PDF(Pubmed)
Abstract:
As plant distribution and performance are determined by both environmental and genetic factors, clarifying the contribution of these two factors is a key for understanding plant adaptation and predicting their distribution under ongoing global warming. Betula ermanii is an ideal species for such research because of its wide distribution across diverse environments. Stomatal density and size are crucial traits that plants undergo changes in to adapt to different environments as these traits directly influence plant photosynthesis and transpiration. In this study, we conducted a multi-location common garden experiment using B. ermanii to (1) clarify the contribution of both environmental and genetic factors to the variation in stomatal density and size of B. ermanii, (2) demonstrate the differences in the plasticity of stomatal density and size among B. ermanii populations, and (3) understand how stomatal density and size of B. ermanii would respond to increased temperature and changing precipitation patterns. Genetic factors played a more significant role in stomatal size than environmental factors, suggesting that B. ermanii struggles to adjust its stomatal size in response to a changing environment. Our results also revealed a positive correlation between stomatal size plasticity and original habitat suitability, indicating that in B. ermanii populations in harsh environments exhibit lower adaptability to environmental shifts. Although stomatal density and size of B. ermanii showed the significant responses to increased temperature and shifting precipitation patterns, the response ranges of stomatal density and size to the environmental factors varied among populations. Our findings highlighted the interplay between genetic and environmental factors in determining the intraspecific variation in stomatal density and size in B. ermanii. This indicated that certain populations of B. ermanii exhibit limited stomatal plasticity and adaptability, which could directly affect photosynthesis and transpiration, suggesting potential population-specific fitness implications for B. ermanii under future climate change.
摘要:
由于植物的分布和性能是由环境和遗传因素决定的,澄清这两个因素的贡献是理解植物适应和预测其在持续全球变暖下的分布的关键。
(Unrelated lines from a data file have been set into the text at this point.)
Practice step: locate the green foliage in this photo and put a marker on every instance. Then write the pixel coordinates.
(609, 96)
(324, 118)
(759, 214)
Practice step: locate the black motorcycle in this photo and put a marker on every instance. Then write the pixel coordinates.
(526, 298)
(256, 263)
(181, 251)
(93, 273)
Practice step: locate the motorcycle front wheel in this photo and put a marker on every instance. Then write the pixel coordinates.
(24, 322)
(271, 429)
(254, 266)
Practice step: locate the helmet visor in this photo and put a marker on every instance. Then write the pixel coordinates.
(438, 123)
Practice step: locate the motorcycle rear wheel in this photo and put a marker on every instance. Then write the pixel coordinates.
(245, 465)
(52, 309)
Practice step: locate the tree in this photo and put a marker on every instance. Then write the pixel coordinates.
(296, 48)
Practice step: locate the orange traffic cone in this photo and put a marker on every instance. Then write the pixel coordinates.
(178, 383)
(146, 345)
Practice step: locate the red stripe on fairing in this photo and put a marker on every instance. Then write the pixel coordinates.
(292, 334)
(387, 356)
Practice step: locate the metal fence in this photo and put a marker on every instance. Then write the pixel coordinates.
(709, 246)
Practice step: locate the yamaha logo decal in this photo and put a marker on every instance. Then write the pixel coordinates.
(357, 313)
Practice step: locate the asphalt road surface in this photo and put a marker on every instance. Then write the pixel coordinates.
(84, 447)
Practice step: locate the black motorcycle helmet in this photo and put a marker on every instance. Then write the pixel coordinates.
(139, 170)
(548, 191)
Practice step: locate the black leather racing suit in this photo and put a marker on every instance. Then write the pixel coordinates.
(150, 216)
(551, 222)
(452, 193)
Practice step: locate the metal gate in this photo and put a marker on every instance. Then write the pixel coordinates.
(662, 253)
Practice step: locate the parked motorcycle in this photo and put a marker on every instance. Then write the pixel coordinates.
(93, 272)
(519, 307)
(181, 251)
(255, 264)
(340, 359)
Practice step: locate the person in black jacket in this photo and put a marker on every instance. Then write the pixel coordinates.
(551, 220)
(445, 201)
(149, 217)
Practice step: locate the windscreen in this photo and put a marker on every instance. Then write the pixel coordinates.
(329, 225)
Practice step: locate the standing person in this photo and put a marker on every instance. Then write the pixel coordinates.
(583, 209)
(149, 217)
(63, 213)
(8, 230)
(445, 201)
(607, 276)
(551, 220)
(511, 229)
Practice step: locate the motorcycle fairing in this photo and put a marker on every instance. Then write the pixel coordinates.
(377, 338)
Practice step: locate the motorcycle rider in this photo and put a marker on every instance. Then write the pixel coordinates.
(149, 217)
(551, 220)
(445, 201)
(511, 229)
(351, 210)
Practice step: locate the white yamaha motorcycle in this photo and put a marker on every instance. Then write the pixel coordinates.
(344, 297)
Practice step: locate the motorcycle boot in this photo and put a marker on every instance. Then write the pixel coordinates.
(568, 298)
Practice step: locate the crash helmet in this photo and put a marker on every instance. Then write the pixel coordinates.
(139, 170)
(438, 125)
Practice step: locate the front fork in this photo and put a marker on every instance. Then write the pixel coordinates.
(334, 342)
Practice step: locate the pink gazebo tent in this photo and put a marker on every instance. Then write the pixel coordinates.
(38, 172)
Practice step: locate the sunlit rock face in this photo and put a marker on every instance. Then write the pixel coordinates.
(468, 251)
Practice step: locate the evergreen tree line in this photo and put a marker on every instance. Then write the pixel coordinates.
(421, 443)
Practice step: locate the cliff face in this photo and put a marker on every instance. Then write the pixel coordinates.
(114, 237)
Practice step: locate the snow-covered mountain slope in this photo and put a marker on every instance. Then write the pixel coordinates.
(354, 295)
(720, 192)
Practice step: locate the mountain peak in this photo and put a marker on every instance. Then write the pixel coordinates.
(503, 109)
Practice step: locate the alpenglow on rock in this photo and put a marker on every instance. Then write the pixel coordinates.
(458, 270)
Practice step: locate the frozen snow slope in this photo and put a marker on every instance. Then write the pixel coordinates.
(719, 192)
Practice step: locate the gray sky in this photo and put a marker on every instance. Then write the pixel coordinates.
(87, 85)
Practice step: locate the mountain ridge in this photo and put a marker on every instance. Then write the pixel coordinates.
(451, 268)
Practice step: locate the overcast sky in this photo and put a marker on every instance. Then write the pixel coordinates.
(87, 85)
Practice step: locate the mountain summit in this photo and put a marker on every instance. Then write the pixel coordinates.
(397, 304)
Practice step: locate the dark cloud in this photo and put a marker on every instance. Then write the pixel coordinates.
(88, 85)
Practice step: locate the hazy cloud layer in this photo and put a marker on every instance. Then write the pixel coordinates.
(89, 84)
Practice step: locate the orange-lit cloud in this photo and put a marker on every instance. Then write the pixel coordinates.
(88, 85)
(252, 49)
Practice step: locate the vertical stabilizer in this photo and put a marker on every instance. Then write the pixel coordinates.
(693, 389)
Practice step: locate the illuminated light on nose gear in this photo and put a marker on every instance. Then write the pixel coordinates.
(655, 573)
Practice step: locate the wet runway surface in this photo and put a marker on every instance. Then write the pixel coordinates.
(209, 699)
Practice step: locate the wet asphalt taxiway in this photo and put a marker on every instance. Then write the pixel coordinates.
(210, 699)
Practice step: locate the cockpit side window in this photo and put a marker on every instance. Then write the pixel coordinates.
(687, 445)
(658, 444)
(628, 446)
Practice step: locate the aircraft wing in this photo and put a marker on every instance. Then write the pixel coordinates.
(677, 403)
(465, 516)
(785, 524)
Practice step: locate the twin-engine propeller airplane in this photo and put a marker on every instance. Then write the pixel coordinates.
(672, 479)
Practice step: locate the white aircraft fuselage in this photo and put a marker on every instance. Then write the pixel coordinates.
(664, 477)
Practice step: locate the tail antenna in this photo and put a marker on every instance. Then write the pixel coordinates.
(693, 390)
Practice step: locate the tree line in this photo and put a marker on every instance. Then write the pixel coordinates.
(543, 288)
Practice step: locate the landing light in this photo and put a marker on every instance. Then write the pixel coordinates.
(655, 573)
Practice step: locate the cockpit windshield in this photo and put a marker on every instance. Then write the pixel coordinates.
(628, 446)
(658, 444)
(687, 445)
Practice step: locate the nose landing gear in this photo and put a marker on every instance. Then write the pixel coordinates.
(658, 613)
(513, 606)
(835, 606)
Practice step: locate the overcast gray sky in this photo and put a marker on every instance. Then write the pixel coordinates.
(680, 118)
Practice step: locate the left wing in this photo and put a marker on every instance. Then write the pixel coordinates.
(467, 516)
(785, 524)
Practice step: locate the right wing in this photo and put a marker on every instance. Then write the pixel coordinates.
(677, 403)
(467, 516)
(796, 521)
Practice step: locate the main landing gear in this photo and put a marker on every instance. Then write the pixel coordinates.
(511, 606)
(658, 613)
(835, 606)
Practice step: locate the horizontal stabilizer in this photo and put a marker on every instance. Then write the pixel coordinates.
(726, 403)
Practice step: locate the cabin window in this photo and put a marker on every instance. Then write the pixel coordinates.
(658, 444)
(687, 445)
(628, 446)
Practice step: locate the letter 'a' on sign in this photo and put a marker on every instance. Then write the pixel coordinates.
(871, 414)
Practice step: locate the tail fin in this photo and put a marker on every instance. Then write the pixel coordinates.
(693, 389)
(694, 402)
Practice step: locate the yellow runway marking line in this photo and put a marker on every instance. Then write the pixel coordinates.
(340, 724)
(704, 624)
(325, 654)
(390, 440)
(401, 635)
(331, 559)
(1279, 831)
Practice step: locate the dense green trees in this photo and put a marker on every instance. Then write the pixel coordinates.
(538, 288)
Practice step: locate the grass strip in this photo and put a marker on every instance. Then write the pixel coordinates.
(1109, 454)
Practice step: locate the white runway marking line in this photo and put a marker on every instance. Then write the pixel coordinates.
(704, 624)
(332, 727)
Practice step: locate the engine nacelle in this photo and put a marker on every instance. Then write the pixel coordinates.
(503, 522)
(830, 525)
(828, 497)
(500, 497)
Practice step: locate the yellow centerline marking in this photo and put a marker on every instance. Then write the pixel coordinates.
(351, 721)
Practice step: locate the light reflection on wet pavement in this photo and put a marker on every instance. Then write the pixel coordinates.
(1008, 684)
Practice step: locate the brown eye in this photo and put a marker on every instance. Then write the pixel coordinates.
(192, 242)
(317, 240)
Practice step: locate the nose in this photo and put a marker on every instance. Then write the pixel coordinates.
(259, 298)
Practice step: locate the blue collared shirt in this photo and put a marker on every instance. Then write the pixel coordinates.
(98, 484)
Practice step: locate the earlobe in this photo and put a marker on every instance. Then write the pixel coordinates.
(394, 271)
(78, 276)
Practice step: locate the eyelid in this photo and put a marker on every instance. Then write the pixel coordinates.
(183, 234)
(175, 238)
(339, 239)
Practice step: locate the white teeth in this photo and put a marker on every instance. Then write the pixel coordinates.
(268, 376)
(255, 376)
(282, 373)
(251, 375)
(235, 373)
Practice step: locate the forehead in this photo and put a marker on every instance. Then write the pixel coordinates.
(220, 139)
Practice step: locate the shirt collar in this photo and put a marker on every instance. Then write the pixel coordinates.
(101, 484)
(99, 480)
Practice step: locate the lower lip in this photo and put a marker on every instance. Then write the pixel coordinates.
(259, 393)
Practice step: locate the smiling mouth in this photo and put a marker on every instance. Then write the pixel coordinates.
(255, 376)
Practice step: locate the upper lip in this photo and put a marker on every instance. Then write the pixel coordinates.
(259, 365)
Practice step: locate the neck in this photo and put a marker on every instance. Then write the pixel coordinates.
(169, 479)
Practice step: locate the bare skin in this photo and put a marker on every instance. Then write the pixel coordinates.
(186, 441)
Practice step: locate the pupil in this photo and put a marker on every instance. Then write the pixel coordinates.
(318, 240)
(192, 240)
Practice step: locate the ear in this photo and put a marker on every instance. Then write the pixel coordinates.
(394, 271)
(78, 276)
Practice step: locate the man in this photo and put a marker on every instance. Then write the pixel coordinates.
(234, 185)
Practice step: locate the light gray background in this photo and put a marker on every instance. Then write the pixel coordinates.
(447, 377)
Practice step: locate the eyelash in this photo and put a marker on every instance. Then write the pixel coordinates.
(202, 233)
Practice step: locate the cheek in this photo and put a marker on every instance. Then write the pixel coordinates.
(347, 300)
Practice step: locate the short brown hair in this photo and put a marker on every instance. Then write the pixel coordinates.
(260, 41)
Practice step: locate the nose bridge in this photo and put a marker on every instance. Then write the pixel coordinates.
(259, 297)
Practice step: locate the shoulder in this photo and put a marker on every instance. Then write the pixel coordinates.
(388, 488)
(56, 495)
Betulaermanii是此类研究的理想物种,因为它在各种环境中广泛分布。气孔密度和大小是植物适应不同环境的关键性状,因为这些性状直接影响植物的光合作用和蒸腾作用。在这项研究中,我们使用B.ermanii进行了多位置普通花园实验,以(1)阐明环境和遗传因素对B.ermanii气孔密度和大小变化的贡献,(2)证明了B.ermanii种群之间气孔密度和大小的可塑性差异,(3)了解B.ermanii的气孔密度和大小对温度升高和降水模式变化的响应。与环境因素相比,遗传因素对气孔大小的影响更为显著,这表明B.ermanii努力调整其气孔大小以适应不断变化的环境。我们的结果还揭示了气孔大小可塑性和原始栖息地适宜性之间的正相关。表明在恶劣环境中的B.ermanii种群对环境变化的适应性较低。尽管B.ermanii的气孔密度和大小显示了对温度升高和降水模式变化的显着响应,气孔密度和大小对环境因素的响应范围因种群而异。我们的发现强调了遗传和环境因素在确定B.ermanii气孔密度和大小的种内变异方面的相互作用。这表明B.ermanii的某些种群表现出有限的气孔可塑性和适应性,直接影响光合作用和蒸腾作用,表明在未来的气候变化下,B.ermanii潜在的特定人群适应性影响。